Daniel J. Shevock teaches at Penn State Altoona (USA), where he previously served as Emerging Musical Artist in Residence in Jazz. He taught instrumental and general music in the Pittsburgh Public School for eleven years before earning his Ph.D. at the Pennsylvania State University. Dan has written articles in peer-reviewed journals, and a book, Eco-Literate Music Pedagogy: A Philosophy/Autoethnography of Music Education on Soil (in press, Routledge). His scholarship blends ecological literacy, place-consciousness, improvisation, spirituality, history, and philosophy.

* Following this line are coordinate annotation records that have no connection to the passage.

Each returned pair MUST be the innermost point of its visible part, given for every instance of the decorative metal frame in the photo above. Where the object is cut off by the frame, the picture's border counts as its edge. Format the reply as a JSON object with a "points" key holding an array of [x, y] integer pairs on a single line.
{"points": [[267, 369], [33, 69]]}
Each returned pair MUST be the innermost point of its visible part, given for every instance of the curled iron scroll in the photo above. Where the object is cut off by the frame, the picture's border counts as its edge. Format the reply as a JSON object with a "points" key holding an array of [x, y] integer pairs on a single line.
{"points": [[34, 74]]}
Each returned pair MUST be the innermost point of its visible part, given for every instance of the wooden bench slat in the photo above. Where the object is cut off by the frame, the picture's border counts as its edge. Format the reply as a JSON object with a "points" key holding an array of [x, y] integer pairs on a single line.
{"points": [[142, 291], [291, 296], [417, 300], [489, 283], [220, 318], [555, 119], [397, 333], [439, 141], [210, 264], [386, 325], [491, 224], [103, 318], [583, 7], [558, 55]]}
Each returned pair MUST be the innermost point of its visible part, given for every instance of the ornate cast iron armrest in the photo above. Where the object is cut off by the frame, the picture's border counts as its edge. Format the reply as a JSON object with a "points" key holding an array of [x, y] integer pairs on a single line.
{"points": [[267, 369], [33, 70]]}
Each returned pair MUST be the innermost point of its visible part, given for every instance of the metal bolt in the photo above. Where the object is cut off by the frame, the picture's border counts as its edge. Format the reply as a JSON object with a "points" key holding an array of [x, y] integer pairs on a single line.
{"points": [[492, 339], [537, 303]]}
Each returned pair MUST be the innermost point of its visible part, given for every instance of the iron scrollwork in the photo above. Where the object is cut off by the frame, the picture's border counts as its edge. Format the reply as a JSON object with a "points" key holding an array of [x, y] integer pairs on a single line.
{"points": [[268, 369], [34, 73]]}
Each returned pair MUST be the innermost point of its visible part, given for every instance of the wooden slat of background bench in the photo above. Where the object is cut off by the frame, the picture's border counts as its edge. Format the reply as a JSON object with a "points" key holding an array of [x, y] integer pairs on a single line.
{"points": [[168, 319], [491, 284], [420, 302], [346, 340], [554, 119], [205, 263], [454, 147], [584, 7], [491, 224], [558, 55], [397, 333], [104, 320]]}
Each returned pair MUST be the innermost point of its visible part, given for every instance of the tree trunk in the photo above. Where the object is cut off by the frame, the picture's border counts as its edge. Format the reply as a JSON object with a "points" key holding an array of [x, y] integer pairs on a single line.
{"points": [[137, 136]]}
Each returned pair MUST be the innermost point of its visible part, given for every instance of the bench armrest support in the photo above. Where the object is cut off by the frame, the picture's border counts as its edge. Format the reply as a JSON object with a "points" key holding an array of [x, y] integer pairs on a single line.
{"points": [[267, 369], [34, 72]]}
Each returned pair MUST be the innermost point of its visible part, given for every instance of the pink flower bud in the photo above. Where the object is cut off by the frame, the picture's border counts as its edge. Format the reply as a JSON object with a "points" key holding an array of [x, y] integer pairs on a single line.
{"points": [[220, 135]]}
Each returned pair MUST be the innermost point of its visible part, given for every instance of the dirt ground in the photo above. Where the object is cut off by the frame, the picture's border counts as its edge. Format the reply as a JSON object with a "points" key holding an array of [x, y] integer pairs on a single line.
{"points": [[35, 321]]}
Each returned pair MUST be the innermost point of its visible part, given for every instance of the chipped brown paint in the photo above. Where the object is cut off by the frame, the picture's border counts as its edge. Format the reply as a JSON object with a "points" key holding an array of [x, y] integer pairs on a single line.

Deinstitutionalizing Music Education and Cultivating a Philosophy on Soil
Music education seems to reinforce institutionalized relationships among human and non-human beings. Why should music education aim to (re)construct institutions before institutions have been fully deconstructed? Music education institutions result in a plethora of negative consequences. They are slow to change, unfair, racist, patriarchal, exclusionary, placeless, and uproot people from culture and soil. Listening to soil communities—webs of interconnected, interdependent lives—unearths the possibility for music education deinstitutionalization. In soil, diverse agents act, and when one agent thrives at the expense of others, soil fertility fails. A philosophy on soil challenges institutions and individuals, sacred cows of industrial society.